A typical flow in btm framework might look like:

// in our main function, after setting up the platform and window
// here we create/load our mesh
MeshExplicit mesh;
create_mesh(mesh);
// The MeshRenderer will generate the vertex buffer and other necessary data for rendering 
// based on the mesh topology and attributes.
std::unique_ptr<MeshRenderer<float>> mesh_renderer(new MeshRenderer<float>(mesh));
while (pollEvents()) {
    // in this example, resources contains the camera and the shader programs, 
    // which the renderer can use to set up the rendering state.
    render(resources, mesh_renderer.get());
}

The renderer would be responsible for uploading the vertex and index buffers to the GPU, while the main loop handles events and issues draw calls.
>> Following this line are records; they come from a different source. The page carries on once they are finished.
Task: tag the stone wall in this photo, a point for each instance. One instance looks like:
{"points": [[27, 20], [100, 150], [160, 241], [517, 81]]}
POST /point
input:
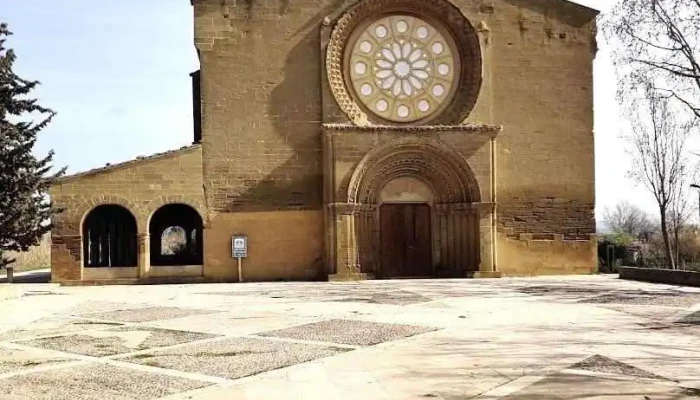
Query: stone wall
{"points": [[265, 94]]}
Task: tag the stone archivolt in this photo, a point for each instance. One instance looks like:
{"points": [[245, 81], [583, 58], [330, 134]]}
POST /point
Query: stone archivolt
{"points": [[445, 171]]}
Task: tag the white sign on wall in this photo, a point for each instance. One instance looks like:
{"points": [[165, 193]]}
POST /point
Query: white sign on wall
{"points": [[239, 246]]}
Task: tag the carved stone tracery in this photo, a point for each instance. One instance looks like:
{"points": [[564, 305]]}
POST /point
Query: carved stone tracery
{"points": [[438, 12]]}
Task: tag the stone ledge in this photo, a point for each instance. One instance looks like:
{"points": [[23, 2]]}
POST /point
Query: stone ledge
{"points": [[348, 278], [136, 281], [484, 274], [481, 129], [668, 276], [9, 292]]}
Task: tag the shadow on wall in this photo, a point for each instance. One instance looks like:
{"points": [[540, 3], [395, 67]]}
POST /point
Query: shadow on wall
{"points": [[294, 108], [557, 10]]}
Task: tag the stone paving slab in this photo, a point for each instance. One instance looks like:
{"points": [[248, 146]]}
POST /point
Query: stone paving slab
{"points": [[598, 363], [359, 333], [95, 382], [570, 386], [13, 360], [93, 307], [235, 323], [120, 340], [668, 299], [493, 338], [236, 357], [146, 314], [54, 326]]}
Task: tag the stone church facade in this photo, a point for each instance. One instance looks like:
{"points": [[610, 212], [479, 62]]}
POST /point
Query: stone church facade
{"points": [[358, 139]]}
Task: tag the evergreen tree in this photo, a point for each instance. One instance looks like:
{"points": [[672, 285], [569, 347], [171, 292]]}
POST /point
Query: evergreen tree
{"points": [[25, 211]]}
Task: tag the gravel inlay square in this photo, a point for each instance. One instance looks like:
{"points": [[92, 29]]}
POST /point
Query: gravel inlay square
{"points": [[690, 319], [400, 298], [236, 357], [147, 314], [117, 341], [12, 360], [54, 326], [598, 363], [358, 333], [95, 381]]}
static bool create_mesh(MeshExplicit& r_mesh) {
    // vertices of a cube
    static std::vector> cube_vertices = {
        {0.5f, 0.5f, -0.5f},   {0.5f, -0.5f, -0.5f},  {0.5f, 0.5f, 0.5f},
        {0.5f, -0.5f, 0.5f},   {-0.5f, 0.5f, -0.5f}, {-0.5f, -0.5f, -0.5f},
        {-0.5f, 0.5f, 0.5f},  {-0.5f, -0.5f, 0.5f},
    };
    // triangles of the cube (12 triangles, 2 per face)
    static std::vector cube_triangles = {
        {4, 2, 0}, {2, 7, 3}, {6, 5, 7}, {1, 7, 5}, {0, 3, 1}, {4, 1, 5},
        {4, 6, 2}, {2, 6, 7}, {6, 4, 5}, {1, 3, 7}, {0, 2, 3}, {4, 0, 1}
    };

    // Add vertices and triangles to the mesh. The MeshExplicit class will store them in its internal data structures.
    for (const auto &v : cube_vertices) {
        r_mesh.add_vertex(v);
    }
    for (const auto &tri : cube_triangles) {
        r_mesh.add_triangle(tri);
    }

    // build mesh adjacency and attributes. The adjacency will be used to compute the vertex normals and other attributes for rendering.
    r_mesh.build_adjacency();
    r_mesh.build_attributes();

    return true;
}

void render(render_resources& resources, MeshRenderer<float>* mesh_renderer) {
    // first we check OpenGL state
    btm::GLContext* context = btm::get_current_gl_context();
    if (!context)
        return;

    begin_render();

    glClearColor(0.2f, 0.4f, 0.6f, 1.f);

    glClear(GL_COLOR_BUFFER_BIT | GL_DEPTH_BUFFER_BIT);

    // gets the window dimensions from the GL context and sets the camera aspect ratio and viewport accordingly. 
    // This ensures that the rendered scene is displayed correctly within the window.
    int width = context->width();
    int height = context->height();
    resources.g_cam->set_aspect(width, height);
    resources.g_cam->set_viewport();
    // We then compute the camera matrix (combination of view and projection) and pass it to the shader. 
    fmat4 cam_matrix = resources.g_cam->perspective();
    // bring the shader into use and set the camera matrix uniform. 
    // The shader will use this matrix to transform the vertex positions from world space to clip space for rendering.
    resources.g_shader->use();
    resources.g_shader->set_mat4("camera", cam_matrix);

    // now call the renderer to draw the mesh. The MeshRenderer will use the shader and the mesh data to issue 
    // OpenGL draw calls to render the triangles of the mesh on the screen.
    mesh_renderer->render(resources.g_shader.get());

    resources.g_shader->end();

    end_render();
}

In later tutorials, we will enhance the renderer to upload data to the GPU via buffers, as well as implement more advanced visualization techniques such as displaying: curvature fields, feature lines, segmentation overlays, and refinement diagnostics.

7. Summary and Next Steps

In this tutorial, we:

  • defined a minimal mesh structure (vertices + triangles)
  • introduced adjacency as a foundation for local operators
  • outlined how attributes can be attached and extended
  • sketched how this structure connects to the rendering window

This data structure is the backbone for many algorithms in TheMeshProject. In the next tutorial, we will use it to implement:

  • Curvature Estimation in C++ — computing curvature on triangle meshes and preparing the results for visualization.